The format is very simple, which is probably one of the reasons it is used so much: A GTFS-formatted file is just a ZIP-file, bundling .txt files that contain CSV data (one day I will understand why these files have a .txt file extension. Today is not that day.)
Data about public transport stops as CSV
Accessing the Data: Jayvee
As part of our research project JValue that aims to make open data easy and fun to use, we’ve developed a domain-specific language to build data pipelines, called Jayvee. Jayvee aligns with the mental model of data pipelines as a series of steps (called blocks), connected by pipes. Because we provide a domain-specific extension for open transport data that covers GTFS, a simple pipeline to download the GTFS data set, extract the information about public transport stops and save it locally into a SQLite database looks like this:
pipeline OlympicGamesTransport {
ScheduleExtractor
-> StopsInterpreter
-> StopsLoader;
block ScheduleExtractor oftype GTFSExtractor {
url: "https://data.iledefrance-mobilites.fr/api/explore/v2.1/catalog/datasets/offre-horaires-tc-gtfs_jop_2024-idfm/files/a8f5a65028f7ce75bf3fe368bd3372c4";
}
block StopsInterpreter oftype GTFSStopsInterpreter { }
block StopsLoader oftype SQLiteLoader {
table: "stops";
file: "./gtfs.sqlite";
}
}
Here, a GTFSExtractor
block downloads the data from the source, the domain-specific GTFSStopsInterpreter
block parses the resulting file according to the GTFS format and extracts the information about public transport stops as a relational table with fitting value types. Finally, the SQLiteLoader
block saves the data in a SQLite database.

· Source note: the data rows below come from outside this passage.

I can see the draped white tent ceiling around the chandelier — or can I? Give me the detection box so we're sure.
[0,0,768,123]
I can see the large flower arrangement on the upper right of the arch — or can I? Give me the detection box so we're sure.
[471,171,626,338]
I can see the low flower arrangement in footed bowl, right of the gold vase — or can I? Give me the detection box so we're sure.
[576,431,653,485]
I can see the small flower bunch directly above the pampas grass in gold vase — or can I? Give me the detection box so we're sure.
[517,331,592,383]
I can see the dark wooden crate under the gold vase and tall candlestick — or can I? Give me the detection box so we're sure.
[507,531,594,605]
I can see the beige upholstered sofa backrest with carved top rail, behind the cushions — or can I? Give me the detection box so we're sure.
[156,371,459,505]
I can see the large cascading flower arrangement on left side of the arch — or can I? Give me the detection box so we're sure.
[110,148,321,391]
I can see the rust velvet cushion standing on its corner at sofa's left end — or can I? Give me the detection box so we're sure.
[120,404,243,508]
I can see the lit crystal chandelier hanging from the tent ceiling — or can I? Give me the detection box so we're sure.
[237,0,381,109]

The pipeline can be executed with the Jayvee interpreter, version 0.6.0:
➜ olympics-transport git:(main) jv -V
0.6.0
➜ olympics-transport git:(main) jv olympic-games-transport.jv
Found 1 pipelines to execute: OlympicGamesTransport
[OlympicGamesTransport] Overview:
Blocks (3 blocks with 1 pipes):
-> ScheduleExtractor (GTFSExtractor)
-> StopsInterpreter (GTFSStopsInterpreter)
-> StopsLoader (SQLiteLoader)
After the run, a gtfs.sqlite
file is created in the directory, containing all public transport stops of the GTFS file.

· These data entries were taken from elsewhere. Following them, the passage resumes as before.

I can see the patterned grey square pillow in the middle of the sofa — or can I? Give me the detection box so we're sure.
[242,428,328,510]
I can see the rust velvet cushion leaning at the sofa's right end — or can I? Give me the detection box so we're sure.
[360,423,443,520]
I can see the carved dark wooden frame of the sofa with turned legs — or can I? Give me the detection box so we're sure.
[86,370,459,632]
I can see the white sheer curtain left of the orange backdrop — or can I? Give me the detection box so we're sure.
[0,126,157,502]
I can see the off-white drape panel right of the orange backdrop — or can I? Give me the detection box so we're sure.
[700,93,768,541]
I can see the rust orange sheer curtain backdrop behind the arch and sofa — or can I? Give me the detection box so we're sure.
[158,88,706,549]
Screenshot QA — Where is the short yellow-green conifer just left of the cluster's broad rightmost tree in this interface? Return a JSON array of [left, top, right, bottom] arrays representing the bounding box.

After processing with Jayvee, public transport stops in SQLite
If you’re interested, Jayvee is open-source. You can try it or give it a star to follow along on GitHub: https://github.com/jvalue/jayvee.
Playing with the Data: Python
Now that we have the data about public transport stops in the Paris region in a local SQLite database, it is trivial to play around with it with Python. Most of the stops have an assigned zone_id
that is highly relevant because it determines what ticket you need to buy and how expensive travel will be.
To load the data and only keep stops with an associated zone ID, we can use Pandas:
import pandas as pd
import sqlite3
con = sqlite3.connect("gtfs.sqlite")
df = pd.read_sql_query("SELECT * from stops", con)
df = df[df["zone_id"] != ""]
Then, using Plotly, we can visualize the data on an interactive map of Paris, provided by OpenStreetMap:
import plotly.express as px
fig = px.scatter_mapbox(df,
lat="stop_lat",
lon="stop_lon",
hover_name="stop_name",
hover_data=["stop_id", "stop_name", "zone_id"],
color="zone_id",
zoom=9,
height=800,
width=800)
fig.update_traces(marker=dict(size=3))
fig.update_layout(mapbox_style="open-street-map")
fig.update_layout(margin={"r":0,"t":0,"l":0,"b":0})
fig.show()
The Result: An Interactive Map of Public Transport Stops With Their Zone in Paris
And finally, we’ve accomplished our goal of participating in the Olympic Games 2024 in Paris. And all of that without leaving the chair or breaking a sweat. I am off to the Stade de France in Saint-Denis, knowing that I will need to buy a ticket for zone 2.